C’est précisément ce qui distingue la simple exécution d’une véritable programmation.
Ces concepts sont d’ailleurs étudiés beaucoup plus en profondeur dans le cours Principes et protocoles d’entraînement avancés du Niveau 2 de l’Institut FPP, où les différentes méthodes spécialisées sont analysées selon leurs mécanismes physiologiques, leurs avantages et leurs limites.
Points clés à retenir
- L’hypertrophie musculaire dépend davantage de la qualité du stimulus que du simple volume d’entraînement.
- Les méthodes spécialisées permettent de manipuler intelligemment l’intensité, le temps sous tension et le recrutement des unités motrices.

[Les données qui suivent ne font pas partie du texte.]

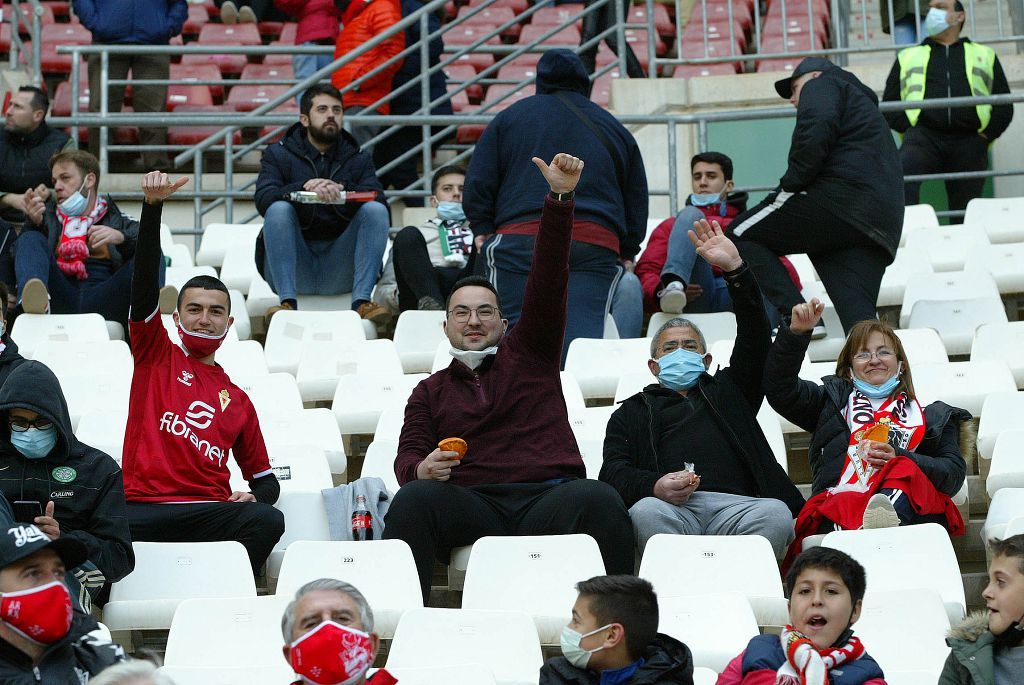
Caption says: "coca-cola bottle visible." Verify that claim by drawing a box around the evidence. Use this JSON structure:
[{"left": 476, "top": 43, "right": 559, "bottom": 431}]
[{"left": 352, "top": 495, "right": 374, "bottom": 542}]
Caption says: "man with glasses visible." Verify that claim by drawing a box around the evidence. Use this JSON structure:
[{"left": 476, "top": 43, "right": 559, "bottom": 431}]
[
  {"left": 384, "top": 154, "right": 634, "bottom": 600},
  {"left": 600, "top": 219, "right": 804, "bottom": 558}
]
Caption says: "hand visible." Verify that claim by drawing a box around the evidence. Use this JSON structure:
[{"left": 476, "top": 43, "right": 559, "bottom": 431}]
[
  {"left": 534, "top": 153, "right": 583, "bottom": 192},
  {"left": 34, "top": 500, "right": 60, "bottom": 540},
  {"left": 416, "top": 447, "right": 459, "bottom": 480},
  {"left": 302, "top": 178, "right": 345, "bottom": 202},
  {"left": 687, "top": 219, "right": 743, "bottom": 271},
  {"left": 89, "top": 224, "right": 125, "bottom": 250},
  {"left": 654, "top": 471, "right": 700, "bottom": 507},
  {"left": 142, "top": 171, "right": 188, "bottom": 205},
  {"left": 790, "top": 297, "right": 825, "bottom": 335}
]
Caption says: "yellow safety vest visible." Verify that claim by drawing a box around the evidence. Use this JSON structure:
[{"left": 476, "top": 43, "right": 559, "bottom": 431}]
[{"left": 897, "top": 42, "right": 995, "bottom": 132}]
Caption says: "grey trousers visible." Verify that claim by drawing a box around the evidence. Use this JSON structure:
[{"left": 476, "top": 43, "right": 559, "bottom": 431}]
[{"left": 630, "top": 490, "right": 794, "bottom": 559}]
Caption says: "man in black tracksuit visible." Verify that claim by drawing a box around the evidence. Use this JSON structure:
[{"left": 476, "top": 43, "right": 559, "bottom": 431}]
[
  {"left": 729, "top": 57, "right": 903, "bottom": 337},
  {"left": 882, "top": 0, "right": 1014, "bottom": 210}
]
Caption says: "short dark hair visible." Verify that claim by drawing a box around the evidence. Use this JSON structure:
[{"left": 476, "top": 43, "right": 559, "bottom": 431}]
[
  {"left": 299, "top": 83, "right": 345, "bottom": 117},
  {"left": 785, "top": 547, "right": 867, "bottom": 604},
  {"left": 17, "top": 86, "right": 50, "bottom": 115},
  {"left": 690, "top": 153, "right": 732, "bottom": 181},
  {"left": 444, "top": 275, "right": 502, "bottom": 311},
  {"left": 430, "top": 164, "right": 466, "bottom": 195},
  {"left": 577, "top": 575, "right": 658, "bottom": 661},
  {"left": 177, "top": 274, "right": 231, "bottom": 313},
  {"left": 988, "top": 533, "right": 1024, "bottom": 573}
]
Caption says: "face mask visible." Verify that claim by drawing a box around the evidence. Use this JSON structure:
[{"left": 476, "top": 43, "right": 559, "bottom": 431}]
[
  {"left": 60, "top": 180, "right": 89, "bottom": 216},
  {"left": 657, "top": 347, "right": 706, "bottom": 392},
  {"left": 437, "top": 201, "right": 466, "bottom": 221},
  {"left": 558, "top": 624, "right": 611, "bottom": 669},
  {"left": 925, "top": 7, "right": 949, "bottom": 37},
  {"left": 289, "top": 620, "right": 374, "bottom": 685},
  {"left": 0, "top": 581, "right": 72, "bottom": 645},
  {"left": 10, "top": 426, "right": 57, "bottom": 459},
  {"left": 178, "top": 324, "right": 227, "bottom": 359}
]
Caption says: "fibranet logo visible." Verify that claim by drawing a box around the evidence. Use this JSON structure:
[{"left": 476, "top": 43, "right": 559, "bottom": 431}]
[{"left": 160, "top": 399, "right": 227, "bottom": 467}]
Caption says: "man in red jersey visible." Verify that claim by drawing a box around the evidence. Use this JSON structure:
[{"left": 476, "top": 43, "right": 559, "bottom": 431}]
[{"left": 121, "top": 171, "right": 285, "bottom": 573}]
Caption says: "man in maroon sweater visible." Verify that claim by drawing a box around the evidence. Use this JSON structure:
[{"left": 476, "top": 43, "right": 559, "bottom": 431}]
[{"left": 384, "top": 154, "right": 634, "bottom": 600}]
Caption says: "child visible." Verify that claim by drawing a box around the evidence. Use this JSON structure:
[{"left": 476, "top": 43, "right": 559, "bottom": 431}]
[
  {"left": 939, "top": 534, "right": 1024, "bottom": 685},
  {"left": 718, "top": 547, "right": 885, "bottom": 685}
]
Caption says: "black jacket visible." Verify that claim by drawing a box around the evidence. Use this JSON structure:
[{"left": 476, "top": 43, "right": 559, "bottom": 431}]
[
  {"left": 882, "top": 38, "right": 1014, "bottom": 140},
  {"left": 540, "top": 633, "right": 693, "bottom": 685},
  {"left": 600, "top": 265, "right": 804, "bottom": 516},
  {"left": 0, "top": 361, "right": 135, "bottom": 583},
  {"left": 765, "top": 325, "right": 971, "bottom": 497},
  {"left": 0, "top": 611, "right": 125, "bottom": 685},
  {"left": 0, "top": 122, "right": 71, "bottom": 223},
  {"left": 780, "top": 67, "right": 903, "bottom": 257}
]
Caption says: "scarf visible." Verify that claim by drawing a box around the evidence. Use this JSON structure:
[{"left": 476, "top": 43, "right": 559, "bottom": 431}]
[
  {"left": 775, "top": 626, "right": 864, "bottom": 685},
  {"left": 57, "top": 197, "right": 106, "bottom": 281},
  {"left": 828, "top": 388, "right": 925, "bottom": 495}
]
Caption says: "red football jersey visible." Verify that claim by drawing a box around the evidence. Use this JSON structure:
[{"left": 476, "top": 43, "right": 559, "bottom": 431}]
[{"left": 121, "top": 310, "right": 271, "bottom": 503}]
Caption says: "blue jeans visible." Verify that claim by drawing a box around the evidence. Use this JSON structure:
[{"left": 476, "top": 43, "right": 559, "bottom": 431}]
[{"left": 263, "top": 200, "right": 390, "bottom": 309}]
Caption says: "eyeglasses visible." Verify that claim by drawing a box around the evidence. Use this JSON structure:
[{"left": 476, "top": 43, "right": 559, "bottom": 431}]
[
  {"left": 7, "top": 417, "right": 53, "bottom": 433},
  {"left": 853, "top": 348, "right": 896, "bottom": 362},
  {"left": 449, "top": 304, "right": 502, "bottom": 324}
]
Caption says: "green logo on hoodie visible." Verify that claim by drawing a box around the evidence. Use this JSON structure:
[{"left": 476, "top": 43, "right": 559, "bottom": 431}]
[{"left": 50, "top": 466, "right": 78, "bottom": 483}]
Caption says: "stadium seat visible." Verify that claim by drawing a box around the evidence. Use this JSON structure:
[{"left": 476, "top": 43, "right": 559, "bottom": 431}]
[
  {"left": 385, "top": 606, "right": 543, "bottom": 685},
  {"left": 639, "top": 533, "right": 790, "bottom": 630},
  {"left": 276, "top": 540, "right": 421, "bottom": 643},
  {"left": 462, "top": 534, "right": 605, "bottom": 644},
  {"left": 821, "top": 523, "right": 967, "bottom": 624},
  {"left": 264, "top": 305, "right": 367, "bottom": 375},
  {"left": 657, "top": 593, "right": 758, "bottom": 672},
  {"left": 103, "top": 541, "right": 256, "bottom": 632}
]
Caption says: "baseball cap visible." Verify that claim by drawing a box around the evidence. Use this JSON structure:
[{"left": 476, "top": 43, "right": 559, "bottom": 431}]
[
  {"left": 775, "top": 57, "right": 836, "bottom": 99},
  {"left": 0, "top": 523, "right": 89, "bottom": 570}
]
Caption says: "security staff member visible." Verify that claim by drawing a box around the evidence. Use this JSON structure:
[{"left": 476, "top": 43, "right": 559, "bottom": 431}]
[{"left": 883, "top": 0, "right": 1014, "bottom": 210}]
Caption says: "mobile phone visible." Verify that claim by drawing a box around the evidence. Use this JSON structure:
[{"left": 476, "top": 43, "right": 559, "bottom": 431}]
[{"left": 13, "top": 500, "right": 43, "bottom": 523}]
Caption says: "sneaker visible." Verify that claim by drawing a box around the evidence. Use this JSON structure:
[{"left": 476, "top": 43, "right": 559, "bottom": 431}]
[
  {"left": 355, "top": 302, "right": 391, "bottom": 324},
  {"left": 22, "top": 279, "right": 50, "bottom": 314},
  {"left": 657, "top": 281, "right": 686, "bottom": 314},
  {"left": 160, "top": 286, "right": 178, "bottom": 314},
  {"left": 863, "top": 493, "right": 899, "bottom": 530}
]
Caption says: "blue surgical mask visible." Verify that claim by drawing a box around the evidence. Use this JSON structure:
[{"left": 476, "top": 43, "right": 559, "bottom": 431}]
[
  {"left": 657, "top": 347, "right": 707, "bottom": 392},
  {"left": 925, "top": 7, "right": 949, "bottom": 38},
  {"left": 10, "top": 426, "right": 57, "bottom": 459},
  {"left": 437, "top": 200, "right": 466, "bottom": 221},
  {"left": 558, "top": 624, "right": 611, "bottom": 669}
]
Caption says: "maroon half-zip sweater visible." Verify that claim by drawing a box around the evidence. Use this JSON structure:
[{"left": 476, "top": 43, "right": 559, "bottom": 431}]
[{"left": 394, "top": 196, "right": 587, "bottom": 485}]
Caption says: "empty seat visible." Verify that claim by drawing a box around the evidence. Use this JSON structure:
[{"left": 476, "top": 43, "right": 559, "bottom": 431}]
[{"left": 462, "top": 534, "right": 605, "bottom": 644}]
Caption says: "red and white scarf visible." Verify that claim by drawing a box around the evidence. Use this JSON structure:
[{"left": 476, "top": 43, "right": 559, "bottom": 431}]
[
  {"left": 828, "top": 388, "right": 925, "bottom": 495},
  {"left": 775, "top": 626, "right": 864, "bottom": 685},
  {"left": 57, "top": 197, "right": 106, "bottom": 281}
]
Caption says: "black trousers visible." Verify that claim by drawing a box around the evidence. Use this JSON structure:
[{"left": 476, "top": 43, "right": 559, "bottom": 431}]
[
  {"left": 128, "top": 502, "right": 285, "bottom": 575},
  {"left": 383, "top": 480, "right": 634, "bottom": 602},
  {"left": 729, "top": 192, "right": 892, "bottom": 332},
  {"left": 899, "top": 126, "right": 988, "bottom": 210},
  {"left": 391, "top": 226, "right": 473, "bottom": 311}
]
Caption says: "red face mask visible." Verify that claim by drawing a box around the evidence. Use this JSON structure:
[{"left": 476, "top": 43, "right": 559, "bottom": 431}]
[
  {"left": 289, "top": 620, "right": 374, "bottom": 685},
  {"left": 178, "top": 322, "right": 227, "bottom": 359},
  {"left": 0, "top": 581, "right": 72, "bottom": 645}
]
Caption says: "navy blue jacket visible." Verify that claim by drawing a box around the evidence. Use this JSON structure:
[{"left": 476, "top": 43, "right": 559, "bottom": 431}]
[
  {"left": 74, "top": 0, "right": 188, "bottom": 45},
  {"left": 463, "top": 50, "right": 647, "bottom": 258}
]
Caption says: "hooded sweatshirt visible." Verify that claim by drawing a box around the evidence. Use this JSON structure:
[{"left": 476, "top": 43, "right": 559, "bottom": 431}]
[
  {"left": 463, "top": 49, "right": 647, "bottom": 258},
  {"left": 0, "top": 361, "right": 135, "bottom": 583}
]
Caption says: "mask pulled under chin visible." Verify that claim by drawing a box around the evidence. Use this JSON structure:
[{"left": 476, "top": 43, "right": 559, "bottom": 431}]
[{"left": 449, "top": 345, "right": 498, "bottom": 371}]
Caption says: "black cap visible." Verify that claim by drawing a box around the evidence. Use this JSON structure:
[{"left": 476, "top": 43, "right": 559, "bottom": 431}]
[
  {"left": 775, "top": 57, "right": 836, "bottom": 99},
  {"left": 0, "top": 523, "right": 89, "bottom": 570}
]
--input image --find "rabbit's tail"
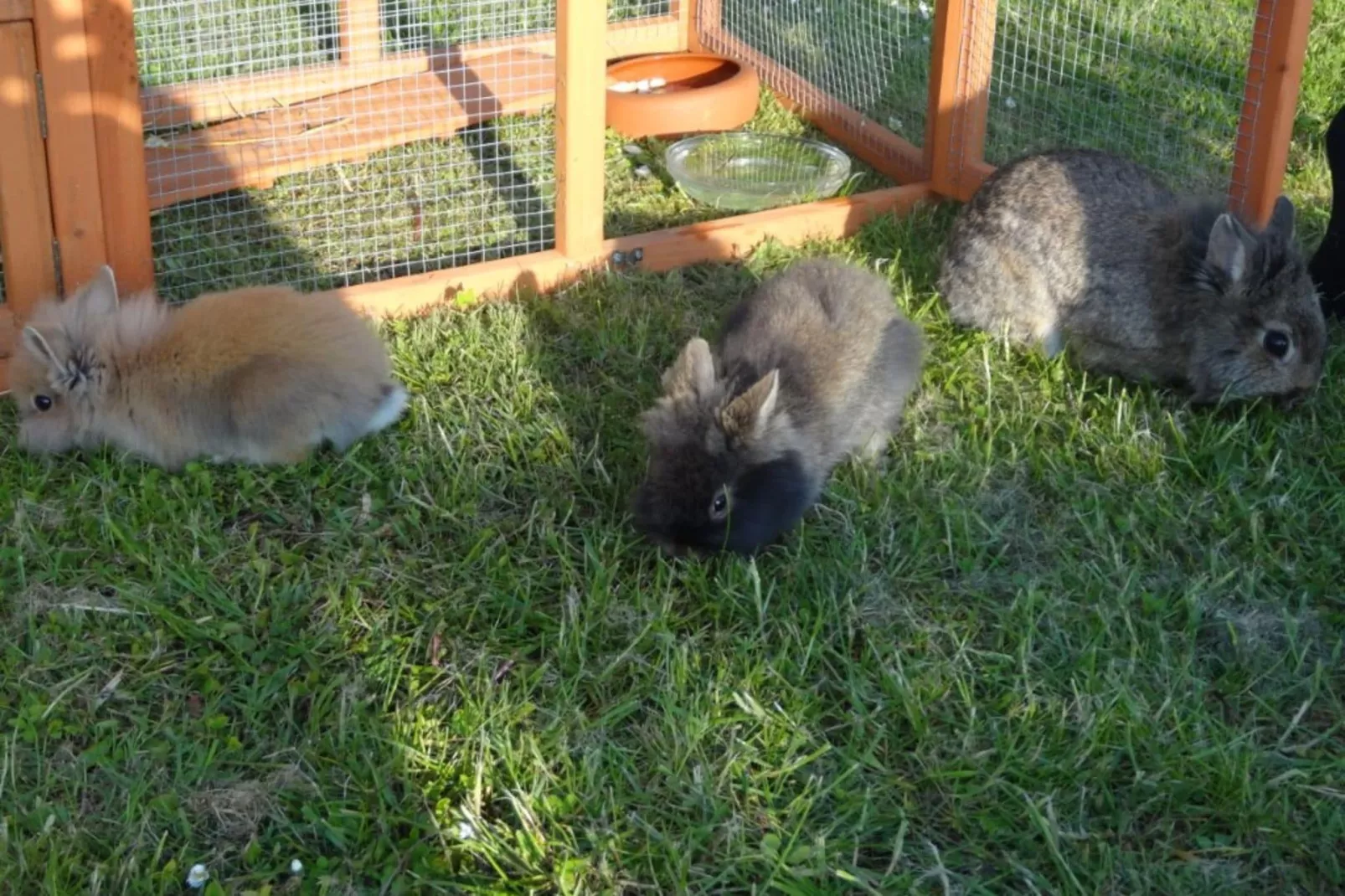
[364,382,409,436]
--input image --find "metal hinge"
[33,71,47,140]
[51,239,66,296]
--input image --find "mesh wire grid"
[135,0,671,299]
[965,0,1256,195]
[697,0,934,179]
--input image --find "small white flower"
[187,865,210,889]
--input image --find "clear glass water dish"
[663,131,850,211]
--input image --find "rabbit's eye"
[710,488,729,522]
[1261,330,1290,359]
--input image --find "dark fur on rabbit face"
[940,149,1327,402]
[635,339,821,554]
[633,254,923,554]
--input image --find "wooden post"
[33,0,109,292]
[0,22,56,316]
[83,0,155,292]
[0,0,33,22]
[555,0,606,258]
[672,0,705,53]
[338,0,384,64]
[1228,0,1312,226]
[924,0,995,200]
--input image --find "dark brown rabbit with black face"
[635,254,924,554]
[940,149,1327,402]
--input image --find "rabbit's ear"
[1267,197,1294,239]
[663,337,714,395]
[1205,211,1252,282]
[74,265,118,313]
[719,370,780,441]
[23,327,64,373]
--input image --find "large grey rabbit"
[939,149,1327,402]
[633,254,924,554]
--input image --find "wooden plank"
[1228,0,1312,226]
[924,0,995,200]
[0,22,56,317]
[0,0,33,22]
[332,183,935,317]
[33,0,107,289]
[83,0,155,292]
[145,51,559,209]
[140,16,679,129]
[555,0,606,258]
[338,0,384,66]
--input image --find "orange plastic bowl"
[606,53,761,140]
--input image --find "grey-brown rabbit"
[939,149,1327,402]
[635,254,924,554]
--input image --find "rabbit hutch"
[0,0,1312,389]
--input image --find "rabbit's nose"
[1279,386,1312,409]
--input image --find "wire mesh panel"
[135,0,555,299]
[986,0,1256,193]
[698,0,934,179]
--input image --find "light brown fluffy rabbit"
[9,268,406,470]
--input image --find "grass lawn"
[0,0,1345,896]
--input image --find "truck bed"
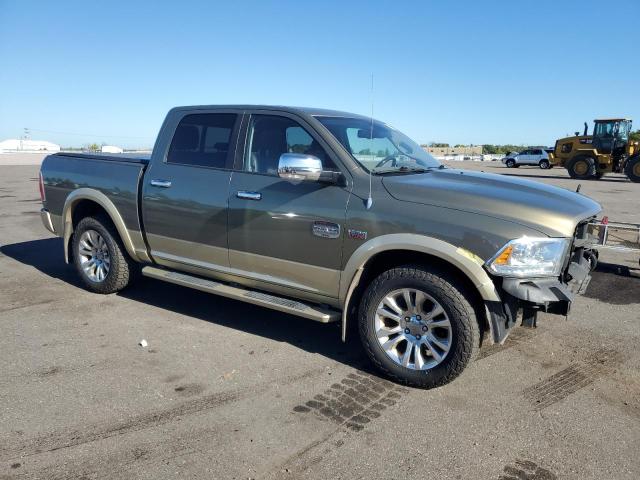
[51,152,151,164]
[41,153,149,255]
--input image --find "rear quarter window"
[167,113,238,168]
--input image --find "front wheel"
[358,266,480,388]
[71,215,135,294]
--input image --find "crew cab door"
[229,111,350,297]
[142,110,242,270]
[516,150,531,165]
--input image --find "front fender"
[340,233,501,340]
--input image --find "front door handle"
[151,180,171,188]
[236,190,262,200]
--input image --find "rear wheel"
[567,155,596,180]
[72,215,136,294]
[624,155,640,183]
[358,266,480,388]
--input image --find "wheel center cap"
[404,315,428,336]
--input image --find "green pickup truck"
[40,105,601,388]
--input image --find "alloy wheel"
[78,230,111,282]
[375,288,452,370]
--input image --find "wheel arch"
[340,234,501,341]
[62,188,140,263]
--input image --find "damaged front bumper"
[486,249,591,343]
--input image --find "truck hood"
[382,168,602,237]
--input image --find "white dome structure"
[0,138,60,153]
[101,145,124,153]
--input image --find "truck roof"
[172,105,370,119]
[594,118,631,122]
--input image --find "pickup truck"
[40,105,601,388]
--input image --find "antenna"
[366,73,375,210]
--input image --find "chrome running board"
[142,266,341,323]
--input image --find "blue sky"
[0,0,640,147]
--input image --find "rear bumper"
[40,208,56,235]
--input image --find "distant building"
[100,145,124,153]
[423,145,482,157]
[0,138,60,153]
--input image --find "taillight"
[38,172,46,203]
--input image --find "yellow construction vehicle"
[551,118,640,182]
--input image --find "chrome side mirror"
[278,153,322,182]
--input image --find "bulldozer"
[551,118,640,182]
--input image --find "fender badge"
[347,228,367,240]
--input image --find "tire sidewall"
[567,155,596,180]
[359,270,478,388]
[71,217,122,293]
[624,155,640,183]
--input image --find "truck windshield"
[316,116,441,174]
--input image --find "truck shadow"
[0,237,376,374]
[584,262,640,305]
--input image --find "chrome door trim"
[150,179,171,188]
[236,190,262,201]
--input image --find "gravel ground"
[0,162,640,480]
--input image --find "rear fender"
[62,188,141,263]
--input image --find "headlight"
[487,237,571,277]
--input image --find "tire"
[624,155,640,183]
[358,266,480,388]
[71,215,137,294]
[567,155,596,180]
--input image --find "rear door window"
[167,113,238,168]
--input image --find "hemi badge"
[348,228,367,240]
[313,221,340,238]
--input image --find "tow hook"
[522,307,538,328]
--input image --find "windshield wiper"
[372,166,436,175]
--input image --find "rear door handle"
[151,180,171,188]
[236,190,262,200]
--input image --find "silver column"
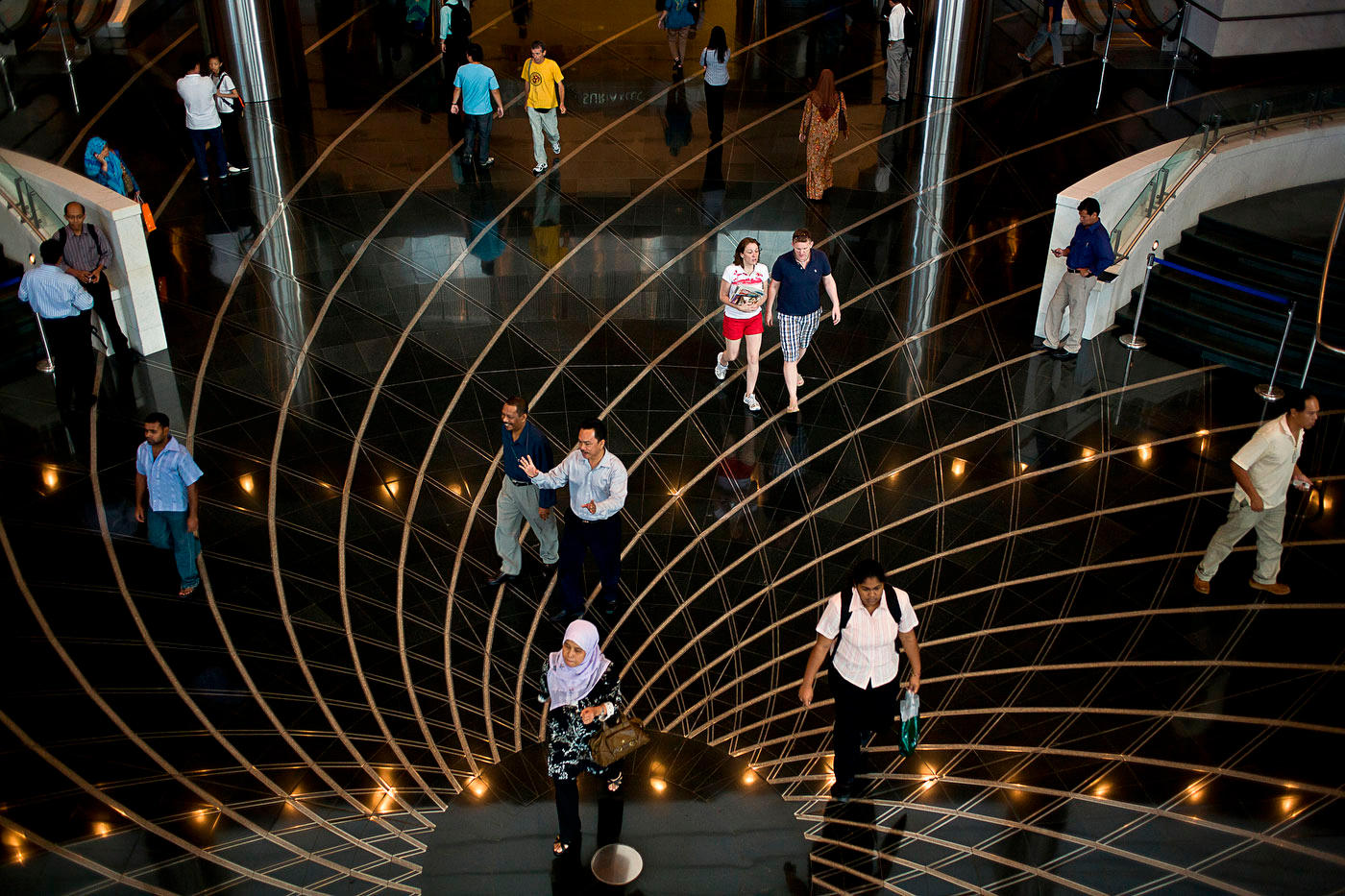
[214,0,282,102]
[916,0,991,100]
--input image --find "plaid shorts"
[776,308,821,363]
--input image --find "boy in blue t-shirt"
[448,43,504,168]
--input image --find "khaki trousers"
[1196,497,1288,585]
[495,476,561,576]
[1043,272,1097,355]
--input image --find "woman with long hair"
[700,26,729,136]
[714,237,770,412]
[799,68,850,199]
[538,618,625,856]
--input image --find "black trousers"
[827,668,901,785]
[551,759,625,843]
[561,509,622,612]
[41,311,93,412]
[84,271,127,360]
[705,84,729,138]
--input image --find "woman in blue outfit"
[538,618,625,856]
[85,137,140,202]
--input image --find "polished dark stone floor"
[0,0,1345,895]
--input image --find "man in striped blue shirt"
[19,239,97,414]
[135,410,202,597]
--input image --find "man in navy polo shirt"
[1043,197,1116,360]
[766,228,841,410]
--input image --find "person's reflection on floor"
[710,407,768,532]
[663,81,692,157]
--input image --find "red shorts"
[723,315,763,339]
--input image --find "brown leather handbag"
[589,713,649,768]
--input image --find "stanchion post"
[33,311,57,373]
[1257,302,1298,400]
[1093,0,1116,111]
[1120,239,1158,350]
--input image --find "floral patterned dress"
[538,664,625,781]
[799,91,844,199]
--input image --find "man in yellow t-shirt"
[524,40,565,174]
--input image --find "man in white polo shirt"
[1191,393,1319,596]
[178,57,229,181]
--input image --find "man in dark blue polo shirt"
[490,396,559,587]
[766,228,841,412]
[1043,197,1116,360]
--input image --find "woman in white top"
[714,237,770,412]
[700,26,729,142]
[799,560,920,802]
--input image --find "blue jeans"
[187,128,229,178]
[463,110,495,164]
[145,510,201,588]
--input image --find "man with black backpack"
[882,0,918,107]
[799,560,920,803]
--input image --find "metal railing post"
[1257,302,1298,400]
[1163,3,1187,109]
[1093,0,1116,111]
[33,309,57,373]
[53,0,80,114]
[1120,239,1158,350]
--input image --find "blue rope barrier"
[1154,258,1288,305]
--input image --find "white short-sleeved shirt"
[817,588,920,688]
[723,261,770,320]
[1234,414,1304,510]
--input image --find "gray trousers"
[1043,272,1097,353]
[1196,497,1288,585]
[495,476,561,576]
[888,40,911,100]
[527,107,561,168]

- Le Back-Off Set est une méthode efficace pour augmenter simultanément la tension mécanique et le volume de travail.
- Les répétitions réalisées près de l’échec semblent produire davantage de répétitions stimulantes pour la croissance musculaire.
- Comprendre les mécanismes physiologiques derrière une méthode est souvent plus important que le protocole lui-même.
Comment optimiser l’hypertrophie musculaire à long terme
Plus on avance dans notre compréhension de l’entraînement, plus on réalise que la prise de masse musculaire ne repose pas sur une formule unique.
Les méthodes spécialisées ne sont pas des raccourcis.
Elles sont plutôt des outils permettant d’orienter plus précisément les adaptations recherchées.
Le Back-Off Set en est un excellent exemple.
Simple à comprendre.
Simple à appliquer.
Mais extrêmement puissant lorsqu’il est intégré dans une programmation cohérente.
Il permet de combiner tension mécanique, accumulation de répétitions stimulantes et augmentation du temps sous tension dans un même protocole.
Car au final, le muscle ne sait pas combien de vidéos motivationnelles vous avez regardées.
Il ne sait pas combien de temps vous avez passé au gym.
Il ne sait même pas combien d’exercices figurent dans votre programme.
Il répond uniquement au stimulus que vous lui imposez.
La véritable question n’est donc pas de savoir combien de séries vous effectuez.
La véritable question est plutôt :
Combien de ces répétitions donnent réellement une raison à votre corps de construire davantage de muscle ?
Et c’est souvent là que se crée l’écart entre ceux qui s’entraînent depuis cinq ans… et ceux qui progressent réellement depuis cinq ans.
Coach Simon
Restez fort, continuez d’apprendre
Questions fréquentes sur l’hypertrophie musculaire
Qu’est-ce que l’hypertrophie musculaire ?
L’hypertrophie musculaire correspond à l’augmentation de la taille des fibres musculaires en réponse à un entraînement adapté et à une récupération adéquate.
Qu’est-ce qu’un Back-Off Set ?
Le Back-Off Set est une méthode d’entraînement avancée qui combine des séries plus lourdes avec une série finale à répétitions élevées afin d’augmenter le volume d’entraînement et le temps sous tension.
Quelle est la meilleure plage de répétitions pour l’hypertrophie musculaire ?
Plusieurs plages de répétitions peuvent favoriser l’hypertrophie musculaire. L’élément le plus important demeure la qualité du stimulus, l’effort fourni et la programmation globale de l’entraînement.
Références scientifiques
Burd, N. A., Andrews, R. J., West, D. W. D., Little, J. P., Cochran, A. J. R., Hector, A. J., et al. (2012). Muscle time under tension during resistance exercise stimulates differential muscle protein sub-fractional synthetic responses in men. Journal of Physiology, 590(2), 351-362.
Helms, E. R., Zourdos, M. C., Storey, A., & Cronin, J. (2016). Application of the repetitions in reserve-based rating of perceived exertion scale for resistance training. Strength and Conditioning Journal, 38(4), 42-49.
Morton, R. W., Colenso-Semple, L., & Phillips, S. M. (2019). Training for strength and hypertrophy: An evidence-based approach. Current Opinion in Physiology, 10, 90-95.
Schoenfeld, B. J. (2010). The mechanisms of muscle hypertrophy and their application to resistance training. Journal of Strength and Conditioning Research, 24(10), 2857-2872.